Moving forward, I strongly believe that SPY will either get stuck between that orange rectangle or fall to 110.5-111 area. Seeing as how the market has become so inactive that I would call it boring, I suspect that we will probably move sideways along this level (also, another Fibonacci study I did showed that the market is indeed showing indications of continuing to move sideways).

- Wown
StockJockz.blogspot.com

Monday, January 18, 2010

Backtesting a trading system

This post is mostly my feedback and analysis on a system that MarketMike has been working on. I figured it might be interesting to follow along for the readers and also interesting for us to look back and see how we developed it.



Above is the chart with the system implemented and the signals it has given since March on SPY. As it stands now, if you followed this system, you would have made -17.72%. But this does not mean that this is a complete waste, and below I show you why.

First, I think the logic on the system is reversed. If you simply turn all the short orders into long orders and long orders into short, you would have returned 21.52% since March.

Of course this falls very shy of the close to 68% you would have returned had you simply bought in March and never sold. So clearly we missed the boat on some good opportunities such as in July, October, and November. This is something that I will try to fix and see if I cannot get the system to not miss such good opportunities. An important thing to note, however, is the fact that once you reversed the orders you lost money only twice over the last year, which is pretty impressive.

I think if the system were supplemented with Fibonacci studies, one could filter out the unimportant trades and even find ones that the system missed. This will allow us to fine tune the system. Below is a chart of SPY on which I have drawn several Fibonacci levels. Note that all the levels I have drawn are based on data prior to 4/14/2009. So essentially all the Fibonacci levels are drawn as if today was 4/14/2009. This also assumes that I have ignored any signals the system has given up to this point.



As you can see there is very strong support at $81.50 and $82. SPY reached this level on 4/21/2009 Referring back to the chart above, you can see that there is in fact a Short (or after reversal, a long) signal on that very day. So I would have said, “OK, time to go long SPY”.

At this point, I would also project my resistance levels which you can see on the chart below. This time all Fibonacci levels are drawn using data prior to 4/21/2009, the day I went long SPY. As you can see the resistance lies between 87.15 and 87.5. We reached this price on 4/30 and lo and behold, the system gives a sell signal on that very day. My return on this trade would have been approximately 6.6%.Unfortunately, I would have got out too soon because had I waited another week, I would have made another 3% or so.

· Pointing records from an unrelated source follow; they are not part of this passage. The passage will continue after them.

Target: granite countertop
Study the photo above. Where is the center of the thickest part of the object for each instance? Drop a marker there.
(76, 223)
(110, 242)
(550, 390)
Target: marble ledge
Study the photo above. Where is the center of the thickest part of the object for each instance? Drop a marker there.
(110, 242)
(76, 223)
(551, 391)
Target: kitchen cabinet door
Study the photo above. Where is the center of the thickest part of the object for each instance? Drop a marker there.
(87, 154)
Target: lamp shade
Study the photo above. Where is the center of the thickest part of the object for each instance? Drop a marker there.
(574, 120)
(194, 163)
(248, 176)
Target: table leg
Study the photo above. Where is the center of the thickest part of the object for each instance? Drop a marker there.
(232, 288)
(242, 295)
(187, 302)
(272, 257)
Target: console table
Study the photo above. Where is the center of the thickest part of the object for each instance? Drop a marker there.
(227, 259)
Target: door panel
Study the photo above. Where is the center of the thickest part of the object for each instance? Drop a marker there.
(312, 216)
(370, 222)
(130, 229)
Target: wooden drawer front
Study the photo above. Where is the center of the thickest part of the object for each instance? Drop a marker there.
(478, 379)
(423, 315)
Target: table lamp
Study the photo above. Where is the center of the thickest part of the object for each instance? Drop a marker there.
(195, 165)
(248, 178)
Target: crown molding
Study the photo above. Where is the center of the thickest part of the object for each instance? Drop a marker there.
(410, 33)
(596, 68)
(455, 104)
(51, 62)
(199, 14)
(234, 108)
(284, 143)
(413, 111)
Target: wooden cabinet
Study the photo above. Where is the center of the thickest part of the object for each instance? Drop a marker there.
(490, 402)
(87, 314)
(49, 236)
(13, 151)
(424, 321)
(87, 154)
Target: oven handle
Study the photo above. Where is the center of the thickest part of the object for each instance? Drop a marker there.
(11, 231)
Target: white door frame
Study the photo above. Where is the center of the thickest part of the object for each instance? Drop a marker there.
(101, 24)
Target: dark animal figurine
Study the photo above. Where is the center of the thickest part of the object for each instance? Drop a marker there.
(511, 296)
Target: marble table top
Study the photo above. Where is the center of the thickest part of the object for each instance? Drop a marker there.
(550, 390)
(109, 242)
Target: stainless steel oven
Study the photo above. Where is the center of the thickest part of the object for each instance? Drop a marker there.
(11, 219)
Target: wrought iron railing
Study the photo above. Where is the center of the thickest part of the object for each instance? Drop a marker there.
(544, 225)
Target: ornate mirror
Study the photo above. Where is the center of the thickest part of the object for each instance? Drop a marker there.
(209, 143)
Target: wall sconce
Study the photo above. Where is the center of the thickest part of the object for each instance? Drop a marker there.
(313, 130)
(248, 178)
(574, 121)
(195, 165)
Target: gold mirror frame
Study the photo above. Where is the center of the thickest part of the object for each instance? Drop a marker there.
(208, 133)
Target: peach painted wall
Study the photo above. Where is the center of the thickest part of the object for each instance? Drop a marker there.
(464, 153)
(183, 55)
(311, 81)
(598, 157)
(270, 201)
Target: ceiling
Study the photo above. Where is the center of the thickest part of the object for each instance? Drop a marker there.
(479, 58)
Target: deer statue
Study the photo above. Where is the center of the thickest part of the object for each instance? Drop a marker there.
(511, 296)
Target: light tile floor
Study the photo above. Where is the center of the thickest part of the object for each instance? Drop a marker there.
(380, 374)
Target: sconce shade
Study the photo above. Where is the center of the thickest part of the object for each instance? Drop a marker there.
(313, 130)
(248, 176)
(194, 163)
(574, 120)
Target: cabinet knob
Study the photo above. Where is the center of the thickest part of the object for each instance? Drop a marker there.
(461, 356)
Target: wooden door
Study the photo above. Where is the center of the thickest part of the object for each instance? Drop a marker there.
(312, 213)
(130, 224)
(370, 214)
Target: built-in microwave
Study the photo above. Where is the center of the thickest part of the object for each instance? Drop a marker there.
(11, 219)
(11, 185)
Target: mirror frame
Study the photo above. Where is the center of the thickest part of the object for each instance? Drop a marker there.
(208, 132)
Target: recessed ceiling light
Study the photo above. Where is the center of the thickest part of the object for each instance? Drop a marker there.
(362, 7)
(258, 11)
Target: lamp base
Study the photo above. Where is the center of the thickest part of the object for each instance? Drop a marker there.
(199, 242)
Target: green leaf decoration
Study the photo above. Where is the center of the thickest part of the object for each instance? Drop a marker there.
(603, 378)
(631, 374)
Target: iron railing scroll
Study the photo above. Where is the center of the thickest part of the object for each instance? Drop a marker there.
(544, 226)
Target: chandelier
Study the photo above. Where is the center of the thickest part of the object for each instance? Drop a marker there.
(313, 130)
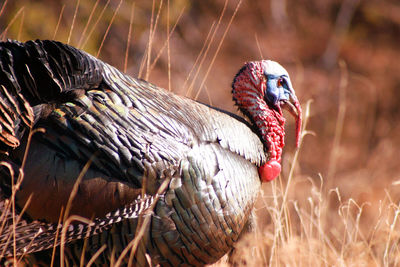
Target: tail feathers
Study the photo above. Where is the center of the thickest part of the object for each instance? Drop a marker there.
(36, 236)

The next buy signal I get is on 5/8. I would not enter this position, however, because Fibonacci is telling me that there is resistance at $91.8. A very similar situation occurred on 5/12 and again I would not have entered this position unless I saw that the price broke the resistance lines. Not surprisingly, SPY hit the resistance lines and then fell right back to the 87.50 area which we had identified as resistance (and has now become support).



Ideally, the system should have given a buy signal on 5/15 or 5/26. There was a double bottom at a very important support level and I would have definitely liked to go long at this point. Had I gone long using the Fibonacci information, I would have entered at around 87.50 and exited at 91.70, returning around 5%.

After this the system is quiet for a long time, which is unfortunate because right around 7/10, it missed a huge opportunity that Fibonacci would have caught and returned around 15%. Many other such opportunities are missed and most of the other signals do not lie on Fibonacci levels or give false signals.

I think after some fine tuning this has the potential to be a very effective trading system. I think that the indicators need to be set on a faster response. I realize that this will give a lot more false signals, but you can eliminate those false signals using supplemental studies like Fibonacci or EW.
I also need to analyze other securities and see how the system works on them. Will keep you posted.